This document describes how Model Ops helps you monitor and constantly improve your models and workflows.

When a model is deployed, be it as a schedule or as a deployment itself, it starts to be used in production. That's when we can really know whether the model is behaving as we expect and solving the business problem we trained it for. That's where the monitoring provided by Model Ops is key.

Let's see how it's done.

Collect initial data during training

The Model Ops tool in Altair AI Cloud provides model monitoring and creates dashboards to analyse key metrics such as the evolution of class distribution, scoring time, number of scores, and input data drift.

In order to get the initial data, one needs to first register a model.

The Model ID can be either typed by the user or generated by the tool. This ID will be later used to identify this particular model.

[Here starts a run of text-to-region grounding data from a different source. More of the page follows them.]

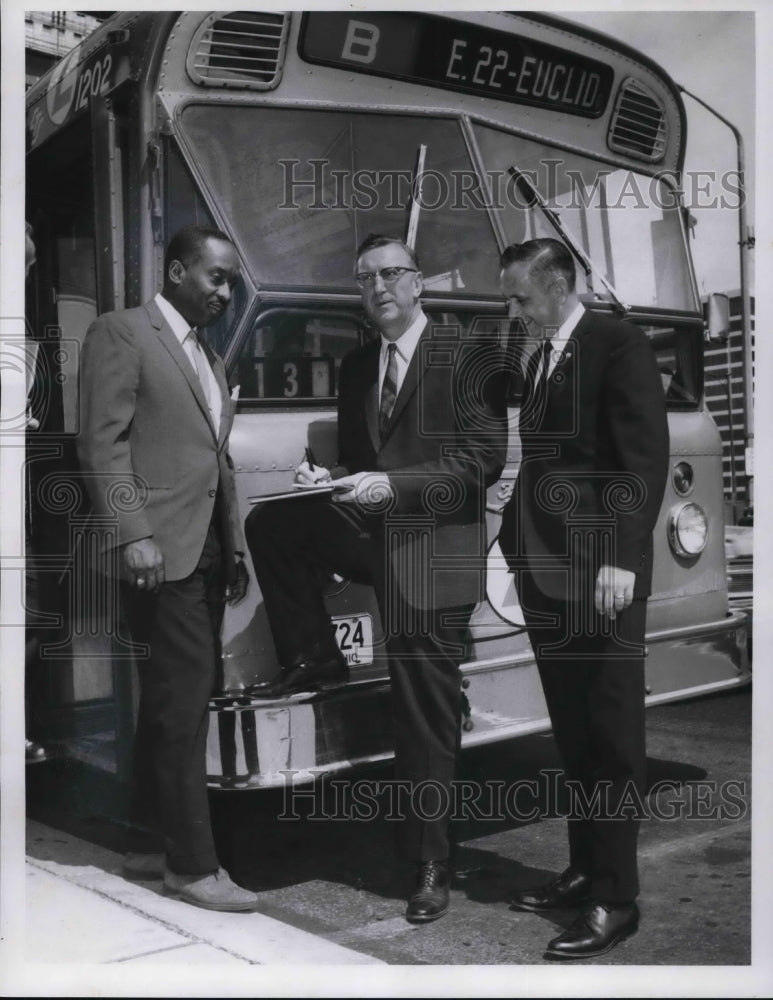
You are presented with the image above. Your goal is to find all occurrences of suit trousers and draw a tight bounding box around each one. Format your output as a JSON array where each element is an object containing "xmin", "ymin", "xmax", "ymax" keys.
[
  {"xmin": 123, "ymin": 514, "xmax": 224, "ymax": 875},
  {"xmin": 246, "ymin": 497, "xmax": 473, "ymax": 862},
  {"xmin": 516, "ymin": 569, "xmax": 647, "ymax": 903}
]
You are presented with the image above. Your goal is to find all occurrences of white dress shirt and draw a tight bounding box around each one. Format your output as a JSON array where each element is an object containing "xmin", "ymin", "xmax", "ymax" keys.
[
  {"xmin": 541, "ymin": 300, "xmax": 585, "ymax": 380},
  {"xmin": 155, "ymin": 293, "xmax": 222, "ymax": 432},
  {"xmin": 378, "ymin": 309, "xmax": 427, "ymax": 400}
]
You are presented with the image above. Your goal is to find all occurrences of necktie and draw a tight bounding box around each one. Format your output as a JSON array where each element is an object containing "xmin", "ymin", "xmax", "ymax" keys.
[
  {"xmin": 187, "ymin": 329, "xmax": 213, "ymax": 418},
  {"xmin": 379, "ymin": 342, "xmax": 398, "ymax": 440},
  {"xmin": 535, "ymin": 337, "xmax": 554, "ymax": 398},
  {"xmin": 521, "ymin": 338, "xmax": 553, "ymax": 429}
]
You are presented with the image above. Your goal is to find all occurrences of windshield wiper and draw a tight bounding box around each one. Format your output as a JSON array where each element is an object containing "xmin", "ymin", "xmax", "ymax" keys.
[
  {"xmin": 406, "ymin": 144, "xmax": 428, "ymax": 251},
  {"xmin": 508, "ymin": 166, "xmax": 629, "ymax": 314}
]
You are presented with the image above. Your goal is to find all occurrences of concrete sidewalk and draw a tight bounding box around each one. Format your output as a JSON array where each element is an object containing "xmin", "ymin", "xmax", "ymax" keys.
[{"xmin": 24, "ymin": 819, "xmax": 383, "ymax": 966}]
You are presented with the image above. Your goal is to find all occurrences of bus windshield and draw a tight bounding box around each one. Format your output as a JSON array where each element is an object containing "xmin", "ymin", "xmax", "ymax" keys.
[
  {"xmin": 473, "ymin": 124, "xmax": 697, "ymax": 312},
  {"xmin": 179, "ymin": 104, "xmax": 696, "ymax": 311},
  {"xmin": 179, "ymin": 105, "xmax": 502, "ymax": 293}
]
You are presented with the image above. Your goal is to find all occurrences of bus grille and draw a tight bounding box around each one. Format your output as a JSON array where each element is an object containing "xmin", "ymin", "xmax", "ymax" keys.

Then, at training time, the Monitor Drift operator can be used to send the initial input statistics to be compared with later scoring runs. The Model ID created when it was registered needs to be provided to link the monitored information with the right model. As an optional input, one can add weights (calculated using Weight by correlation, for instance). If weights are added, those can also be compared with those of the future scoring data.

Collect data during scoring

During model scoring, the Monitor Drift and Monitor Model operators need to be added (with the right Model ID) for Altair AI Cloud to automatically send new, current statistics to Model Ops every time the workflow is run (as part of as schedule or a deployment).

Monitor the data

Model monitoring dashboards are produced where users can analyze the evolution of the model's behavior, to understand when it's separating from the initial conditions and when re-training and re-deployment are needed.

Scoring information is presented, like the timeline of the number of scores, class distribution and it's evolution, as well as how much time each score takes.

Drift is another key element. How different is the data the model is scoring now, compared to the one it was trained with? If this diverges too much, it's time for re-training and re-deploying.

If weights were initially added during the training, it's also possible to  check the weight vs. drift relation.